Makina Mühendisleri Odası (MMO) Erzurum İl Temsilcisi Nejmi Furunci, Türkiye’nin dış borç durumu ve genel gidişatla ilgili olarak değerlendirmelerde bulundu. Başta IMF olmak üzere, uluslararası finans kuruluşların verilerine göre, dünyada borçlu olmayan devletin bulunmadığına dikkati çeken Furuncu, “ABD’nin dış borcu 12 trilyon 250 milyar dolar. İngiltere’nin dış borcu 10 trilyon 489 milyar dolar. Almanya 4 trilyon 498 milyar, Fransa 4 trilyon 396 milyar, Hollanda 2 trilyon 277 milyar dolar, İrlanda 1 trilyon 841 milyar dolar, Japonya 1,5 milyar dolar dış borca sahip. İsviçre’nin 1,3 trilyon dolar. İspanya’nın 1,1 trilyon dolar. Avustralya’nın 826,4 milyar dolar. Kanada’nın 758,6 milyar dolar. Avusturya’nın 752,5 milyar dolar. Danimarka’nın 492,6, Norveç’in 462,1, Portekiz’in 461,2 milyar dolar dış borcu var. Çin’in dış borcu 363 milyar dolar. Rusya’nın dış borcu 356 milyar dolar. Devletlerin borç listesi uzayıp gidiyor. Türkiye, 2007 verilerine göre, yapılan bu borç tablosunda 247,1 milyar dolarla 23. sırada bulunuyor. 2007 rakamlarına göre, devletlerin dış borç toplamı tam tamına 51 trilyon 780 milyar dolar. Bu borcun 22,7 trilyon doları, yani yüzde 40’tan fazlası sadece Amerika ve İngiltere’ye ait. O Amerika ki, sürekli karşılıksız para basmakta. Hem karşılıksız para basıp, hem borçlu olmak nasıl bir iştir?” diye konuştu.
TÜRKİYE’NİN KAYNAKLARI NERELERE AKTARILMIŞ…
Karşılıksız para basanları dâhil, devletlerin tamamının borçlu olduğuna ve bu borçların bir alacaklısı olacağına göre, alacaklı olanların bazı aileler ve bazı şirketler olduğunun rahatlıkla görülebildiğini kaydeden Furunci, “Dünyayı gerçekten birkaç bin şirket ve birkaç bin aile yönetiyor.

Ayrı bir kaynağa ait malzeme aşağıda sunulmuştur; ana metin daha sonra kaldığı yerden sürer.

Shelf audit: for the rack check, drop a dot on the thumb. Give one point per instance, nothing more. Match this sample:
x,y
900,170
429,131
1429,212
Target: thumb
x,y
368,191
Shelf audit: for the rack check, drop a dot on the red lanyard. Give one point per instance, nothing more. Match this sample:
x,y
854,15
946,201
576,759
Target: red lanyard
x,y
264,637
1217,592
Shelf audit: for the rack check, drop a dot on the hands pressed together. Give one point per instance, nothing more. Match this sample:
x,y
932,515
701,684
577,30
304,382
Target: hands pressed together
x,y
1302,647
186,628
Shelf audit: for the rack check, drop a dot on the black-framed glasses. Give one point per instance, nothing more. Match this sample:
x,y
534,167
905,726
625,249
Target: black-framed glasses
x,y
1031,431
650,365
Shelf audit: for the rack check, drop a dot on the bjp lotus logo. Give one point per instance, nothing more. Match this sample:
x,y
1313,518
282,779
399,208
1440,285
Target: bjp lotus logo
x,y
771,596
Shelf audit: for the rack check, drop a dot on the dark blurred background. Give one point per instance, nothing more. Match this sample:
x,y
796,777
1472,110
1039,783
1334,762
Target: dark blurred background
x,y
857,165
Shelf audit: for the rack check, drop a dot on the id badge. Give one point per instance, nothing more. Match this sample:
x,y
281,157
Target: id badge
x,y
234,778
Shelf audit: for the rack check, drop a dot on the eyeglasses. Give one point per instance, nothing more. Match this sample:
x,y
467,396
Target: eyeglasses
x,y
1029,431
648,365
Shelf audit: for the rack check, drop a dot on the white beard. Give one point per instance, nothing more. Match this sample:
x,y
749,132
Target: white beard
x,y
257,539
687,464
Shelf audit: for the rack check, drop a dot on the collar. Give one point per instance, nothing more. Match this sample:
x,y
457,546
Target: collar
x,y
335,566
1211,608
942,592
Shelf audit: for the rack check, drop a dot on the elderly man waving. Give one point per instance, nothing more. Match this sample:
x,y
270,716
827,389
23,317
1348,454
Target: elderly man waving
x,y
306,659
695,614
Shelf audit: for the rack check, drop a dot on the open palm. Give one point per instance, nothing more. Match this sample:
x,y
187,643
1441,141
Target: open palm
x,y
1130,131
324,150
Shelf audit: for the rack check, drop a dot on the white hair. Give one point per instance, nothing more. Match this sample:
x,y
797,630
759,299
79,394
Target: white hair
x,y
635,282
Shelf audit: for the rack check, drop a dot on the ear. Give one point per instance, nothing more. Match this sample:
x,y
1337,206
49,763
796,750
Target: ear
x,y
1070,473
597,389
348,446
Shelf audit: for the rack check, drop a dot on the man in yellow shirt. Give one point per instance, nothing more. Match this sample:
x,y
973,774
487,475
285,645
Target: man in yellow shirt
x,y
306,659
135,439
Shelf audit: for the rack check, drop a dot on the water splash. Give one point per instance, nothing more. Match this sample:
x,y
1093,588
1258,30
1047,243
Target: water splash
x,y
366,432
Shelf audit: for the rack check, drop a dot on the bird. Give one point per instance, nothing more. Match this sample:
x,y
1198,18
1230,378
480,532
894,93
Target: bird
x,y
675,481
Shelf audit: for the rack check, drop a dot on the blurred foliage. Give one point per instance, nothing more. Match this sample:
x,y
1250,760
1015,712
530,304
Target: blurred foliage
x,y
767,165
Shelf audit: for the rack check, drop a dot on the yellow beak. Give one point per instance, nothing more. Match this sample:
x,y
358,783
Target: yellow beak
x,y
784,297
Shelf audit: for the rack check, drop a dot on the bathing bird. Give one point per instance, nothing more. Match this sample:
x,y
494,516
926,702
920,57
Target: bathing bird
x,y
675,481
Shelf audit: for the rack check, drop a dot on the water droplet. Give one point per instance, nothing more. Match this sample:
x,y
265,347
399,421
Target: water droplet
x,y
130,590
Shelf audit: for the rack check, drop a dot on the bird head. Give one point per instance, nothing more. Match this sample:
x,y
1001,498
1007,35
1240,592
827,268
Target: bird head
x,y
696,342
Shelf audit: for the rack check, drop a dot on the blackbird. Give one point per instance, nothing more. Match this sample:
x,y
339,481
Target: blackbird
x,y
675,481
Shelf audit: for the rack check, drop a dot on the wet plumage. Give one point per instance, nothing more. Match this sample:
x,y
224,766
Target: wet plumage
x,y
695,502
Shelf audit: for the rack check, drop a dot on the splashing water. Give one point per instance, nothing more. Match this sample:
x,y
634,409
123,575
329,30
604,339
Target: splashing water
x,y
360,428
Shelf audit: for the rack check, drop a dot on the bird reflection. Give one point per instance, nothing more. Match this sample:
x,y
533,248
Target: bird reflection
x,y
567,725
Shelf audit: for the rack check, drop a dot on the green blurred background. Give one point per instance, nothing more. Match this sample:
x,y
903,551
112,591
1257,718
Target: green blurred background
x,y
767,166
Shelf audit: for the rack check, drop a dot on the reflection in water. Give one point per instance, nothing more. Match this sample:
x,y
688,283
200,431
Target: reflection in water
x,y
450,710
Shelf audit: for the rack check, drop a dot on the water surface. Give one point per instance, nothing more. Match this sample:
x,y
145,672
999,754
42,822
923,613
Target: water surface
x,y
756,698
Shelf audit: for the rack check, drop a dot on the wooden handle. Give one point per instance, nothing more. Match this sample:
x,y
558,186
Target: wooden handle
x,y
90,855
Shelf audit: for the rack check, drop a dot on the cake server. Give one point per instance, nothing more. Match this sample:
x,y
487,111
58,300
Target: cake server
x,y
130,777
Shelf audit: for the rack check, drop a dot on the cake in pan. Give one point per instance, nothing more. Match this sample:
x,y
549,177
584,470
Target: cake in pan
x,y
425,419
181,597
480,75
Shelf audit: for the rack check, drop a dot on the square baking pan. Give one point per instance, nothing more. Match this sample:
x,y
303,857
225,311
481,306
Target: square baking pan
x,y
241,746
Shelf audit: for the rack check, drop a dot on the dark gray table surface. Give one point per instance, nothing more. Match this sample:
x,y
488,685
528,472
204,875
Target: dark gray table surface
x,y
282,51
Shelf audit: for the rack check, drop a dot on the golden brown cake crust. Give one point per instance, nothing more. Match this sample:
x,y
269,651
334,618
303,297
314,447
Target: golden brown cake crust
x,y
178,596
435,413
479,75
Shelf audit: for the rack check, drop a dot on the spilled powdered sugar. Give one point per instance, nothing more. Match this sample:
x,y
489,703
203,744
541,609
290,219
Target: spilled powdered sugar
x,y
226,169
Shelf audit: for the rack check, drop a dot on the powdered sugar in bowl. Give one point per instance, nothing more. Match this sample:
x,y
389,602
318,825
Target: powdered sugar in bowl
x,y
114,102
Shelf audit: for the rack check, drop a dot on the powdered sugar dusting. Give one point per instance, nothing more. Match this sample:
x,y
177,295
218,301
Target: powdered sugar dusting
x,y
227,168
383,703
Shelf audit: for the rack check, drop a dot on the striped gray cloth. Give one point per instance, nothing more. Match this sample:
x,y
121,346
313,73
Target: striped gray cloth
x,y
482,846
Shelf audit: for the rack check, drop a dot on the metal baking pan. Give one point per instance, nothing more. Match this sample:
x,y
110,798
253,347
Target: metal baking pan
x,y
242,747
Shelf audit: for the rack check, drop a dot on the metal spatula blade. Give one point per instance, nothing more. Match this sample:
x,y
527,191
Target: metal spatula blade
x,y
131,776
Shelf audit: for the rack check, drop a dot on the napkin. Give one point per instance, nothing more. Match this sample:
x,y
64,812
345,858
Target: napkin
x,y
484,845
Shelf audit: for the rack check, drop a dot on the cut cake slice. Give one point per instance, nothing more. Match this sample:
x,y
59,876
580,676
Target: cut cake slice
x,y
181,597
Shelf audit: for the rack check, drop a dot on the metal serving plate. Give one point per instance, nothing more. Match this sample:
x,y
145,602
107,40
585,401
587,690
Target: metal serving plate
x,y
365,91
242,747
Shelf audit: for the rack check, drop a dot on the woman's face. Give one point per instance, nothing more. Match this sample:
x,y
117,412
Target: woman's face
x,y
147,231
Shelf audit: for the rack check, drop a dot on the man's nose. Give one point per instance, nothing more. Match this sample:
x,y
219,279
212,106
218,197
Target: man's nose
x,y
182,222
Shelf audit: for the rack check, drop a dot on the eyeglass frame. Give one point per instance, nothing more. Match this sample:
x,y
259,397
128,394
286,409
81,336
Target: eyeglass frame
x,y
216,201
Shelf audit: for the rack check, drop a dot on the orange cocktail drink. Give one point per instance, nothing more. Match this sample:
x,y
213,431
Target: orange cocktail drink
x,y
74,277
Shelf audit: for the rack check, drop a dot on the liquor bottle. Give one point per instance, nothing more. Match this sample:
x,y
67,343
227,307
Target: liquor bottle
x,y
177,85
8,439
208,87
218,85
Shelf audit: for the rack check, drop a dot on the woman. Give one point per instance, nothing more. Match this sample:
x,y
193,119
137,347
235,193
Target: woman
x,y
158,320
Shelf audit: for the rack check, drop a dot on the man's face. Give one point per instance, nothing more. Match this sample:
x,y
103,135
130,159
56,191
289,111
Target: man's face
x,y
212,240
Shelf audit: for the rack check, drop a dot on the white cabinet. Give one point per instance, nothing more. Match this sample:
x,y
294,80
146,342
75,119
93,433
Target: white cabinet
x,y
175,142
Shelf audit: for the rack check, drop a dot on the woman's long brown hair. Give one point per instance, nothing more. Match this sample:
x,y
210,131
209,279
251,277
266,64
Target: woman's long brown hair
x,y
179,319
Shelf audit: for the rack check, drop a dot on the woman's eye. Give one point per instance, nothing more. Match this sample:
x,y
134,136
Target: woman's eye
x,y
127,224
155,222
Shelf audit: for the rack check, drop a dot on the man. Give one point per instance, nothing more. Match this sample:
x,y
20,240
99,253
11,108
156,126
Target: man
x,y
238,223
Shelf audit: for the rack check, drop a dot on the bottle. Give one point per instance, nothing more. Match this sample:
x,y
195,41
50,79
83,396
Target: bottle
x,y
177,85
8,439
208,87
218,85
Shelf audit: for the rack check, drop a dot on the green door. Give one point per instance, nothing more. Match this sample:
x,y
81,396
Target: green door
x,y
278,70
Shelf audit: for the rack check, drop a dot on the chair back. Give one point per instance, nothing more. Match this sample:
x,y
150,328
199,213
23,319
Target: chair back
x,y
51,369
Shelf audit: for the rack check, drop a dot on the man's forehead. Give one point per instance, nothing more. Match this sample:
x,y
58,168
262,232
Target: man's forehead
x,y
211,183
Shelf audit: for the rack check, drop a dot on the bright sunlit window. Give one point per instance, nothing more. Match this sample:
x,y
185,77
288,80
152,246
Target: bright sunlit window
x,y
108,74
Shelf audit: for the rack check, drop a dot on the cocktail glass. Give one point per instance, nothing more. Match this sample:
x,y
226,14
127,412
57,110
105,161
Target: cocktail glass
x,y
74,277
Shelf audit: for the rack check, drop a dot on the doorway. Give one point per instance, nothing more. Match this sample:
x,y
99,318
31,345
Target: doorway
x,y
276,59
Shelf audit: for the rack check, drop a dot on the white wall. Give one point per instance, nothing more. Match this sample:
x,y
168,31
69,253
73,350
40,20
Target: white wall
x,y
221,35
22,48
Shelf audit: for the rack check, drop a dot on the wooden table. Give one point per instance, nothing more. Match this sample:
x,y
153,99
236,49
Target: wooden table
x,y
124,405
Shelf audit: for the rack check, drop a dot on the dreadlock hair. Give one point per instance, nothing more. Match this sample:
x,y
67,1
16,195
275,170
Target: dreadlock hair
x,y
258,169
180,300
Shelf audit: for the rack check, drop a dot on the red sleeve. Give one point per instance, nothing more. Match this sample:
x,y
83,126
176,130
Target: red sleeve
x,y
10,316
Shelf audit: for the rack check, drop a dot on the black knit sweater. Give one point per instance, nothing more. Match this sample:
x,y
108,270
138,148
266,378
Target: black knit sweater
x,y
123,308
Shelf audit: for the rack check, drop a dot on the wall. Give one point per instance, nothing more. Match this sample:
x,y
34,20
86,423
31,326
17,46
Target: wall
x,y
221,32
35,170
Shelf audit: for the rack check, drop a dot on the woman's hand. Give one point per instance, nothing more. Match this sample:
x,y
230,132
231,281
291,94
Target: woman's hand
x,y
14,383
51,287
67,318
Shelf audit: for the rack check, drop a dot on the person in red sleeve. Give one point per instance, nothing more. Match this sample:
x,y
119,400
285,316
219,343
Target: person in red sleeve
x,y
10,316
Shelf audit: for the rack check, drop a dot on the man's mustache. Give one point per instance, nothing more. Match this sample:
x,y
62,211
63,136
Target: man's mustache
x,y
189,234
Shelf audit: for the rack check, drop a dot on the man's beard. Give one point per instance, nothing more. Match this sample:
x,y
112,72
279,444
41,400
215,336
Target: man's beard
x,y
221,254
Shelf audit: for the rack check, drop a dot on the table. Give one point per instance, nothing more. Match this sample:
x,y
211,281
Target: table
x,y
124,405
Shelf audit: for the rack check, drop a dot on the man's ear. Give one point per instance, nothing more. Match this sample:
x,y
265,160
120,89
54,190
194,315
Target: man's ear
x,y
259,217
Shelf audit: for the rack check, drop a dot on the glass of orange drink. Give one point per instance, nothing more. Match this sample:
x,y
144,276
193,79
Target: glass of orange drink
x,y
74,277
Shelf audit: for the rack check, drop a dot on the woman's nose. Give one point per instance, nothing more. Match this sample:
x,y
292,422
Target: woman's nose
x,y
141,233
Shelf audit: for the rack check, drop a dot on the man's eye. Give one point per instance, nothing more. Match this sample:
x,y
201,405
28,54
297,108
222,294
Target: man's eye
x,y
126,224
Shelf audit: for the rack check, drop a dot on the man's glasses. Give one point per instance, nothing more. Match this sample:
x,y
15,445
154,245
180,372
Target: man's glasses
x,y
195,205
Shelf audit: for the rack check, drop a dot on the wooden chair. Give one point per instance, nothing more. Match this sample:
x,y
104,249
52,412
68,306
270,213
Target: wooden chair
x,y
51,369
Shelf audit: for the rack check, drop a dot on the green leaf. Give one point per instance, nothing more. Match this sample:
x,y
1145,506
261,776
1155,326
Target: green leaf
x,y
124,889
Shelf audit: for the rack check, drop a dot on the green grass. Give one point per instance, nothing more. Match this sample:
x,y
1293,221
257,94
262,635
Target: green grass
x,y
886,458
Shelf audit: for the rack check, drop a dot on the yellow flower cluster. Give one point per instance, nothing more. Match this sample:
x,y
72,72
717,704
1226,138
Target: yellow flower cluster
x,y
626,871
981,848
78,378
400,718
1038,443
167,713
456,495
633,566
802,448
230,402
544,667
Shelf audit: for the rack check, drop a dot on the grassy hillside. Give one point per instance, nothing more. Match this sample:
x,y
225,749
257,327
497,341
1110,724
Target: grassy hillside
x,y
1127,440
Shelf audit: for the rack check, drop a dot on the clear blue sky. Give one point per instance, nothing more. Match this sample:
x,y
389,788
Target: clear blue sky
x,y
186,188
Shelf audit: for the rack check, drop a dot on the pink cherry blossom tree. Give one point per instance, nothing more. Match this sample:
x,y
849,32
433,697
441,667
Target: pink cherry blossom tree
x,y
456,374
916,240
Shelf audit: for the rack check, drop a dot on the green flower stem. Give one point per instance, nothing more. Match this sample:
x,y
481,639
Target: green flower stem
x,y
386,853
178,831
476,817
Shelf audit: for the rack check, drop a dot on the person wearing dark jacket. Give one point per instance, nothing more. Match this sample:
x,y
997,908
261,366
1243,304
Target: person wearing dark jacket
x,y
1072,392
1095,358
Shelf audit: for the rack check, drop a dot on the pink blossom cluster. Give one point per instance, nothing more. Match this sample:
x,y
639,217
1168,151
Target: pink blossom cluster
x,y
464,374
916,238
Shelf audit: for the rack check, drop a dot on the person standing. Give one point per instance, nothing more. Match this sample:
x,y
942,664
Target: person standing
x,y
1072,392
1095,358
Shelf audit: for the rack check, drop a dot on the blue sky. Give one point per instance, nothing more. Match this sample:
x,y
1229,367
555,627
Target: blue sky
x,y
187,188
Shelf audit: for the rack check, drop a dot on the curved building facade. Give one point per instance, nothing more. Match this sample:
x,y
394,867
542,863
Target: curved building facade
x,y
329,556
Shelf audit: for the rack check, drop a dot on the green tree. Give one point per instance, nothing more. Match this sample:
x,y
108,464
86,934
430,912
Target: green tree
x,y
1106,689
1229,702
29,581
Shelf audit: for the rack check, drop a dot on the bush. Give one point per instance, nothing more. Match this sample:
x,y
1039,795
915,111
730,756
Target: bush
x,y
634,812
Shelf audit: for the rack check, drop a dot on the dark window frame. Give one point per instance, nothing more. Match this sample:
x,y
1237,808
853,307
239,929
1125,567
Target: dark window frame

Devletler ve tabii devletleri yöneten hükümetler bilerek ya da bilmeyerek, isteyerek ya da istemeyerek bu aile ve bu şirketlere çalışıyor, çalıştırılıyor.” dedi.
Türkiye’nin, 1980 ile 2010 yılları arasında faiz ve ana para olarak içeriden ve dışarıdan birilerine 1 trilyon 400 milyar dolar kaynak aktardığı yönünde geçtiğimiz günlerde medyada çeşitli haberlerin yer aldığını işaret eden Furunci, “Türkiye, 30 yılda tam 1 trilyon 400 milyar doları içeriden ve dışarıdan birilerine faiz ve anapara olarak aktarıyor. Cumhuriyet’in gözbebeği GAP’ın maliyetini, hava ve deniz limanlarını, fabrikaları, duble yolları, Boğaz Köprüleri’ni, hastaneleri, okulları ve bunların maliyetlerini alt alta yazıp toplayalım, bakalım ki 1 trilyon 400 milyar dolar edecek mi? Zaten bunların çoğunun ya kendisini ya gelirini sattık, elimize 50 milyar dolar geçmedi bile. Ama biz son 30 yılda tuttuk 1 trilyon 400 milyar dolarlık alın terimiz ve mal varlığımızı faiz ve anapara olarak içeriden ve dışarıdan birilerine devrettik. Bu 30 yıllık süre içerisinde Türkiye’nin yol, su, elektrik, okul, fabrika, hastane gibi zaruri ihtiyaçlarına yatırımları ortalama yüzde 2,5 ile 3 civarında artarken, borçlara ödediğimiz faiz ve anaparadaki artış oranı ortalama yüzde 50 olmuştur.” ifadelerini kullandı.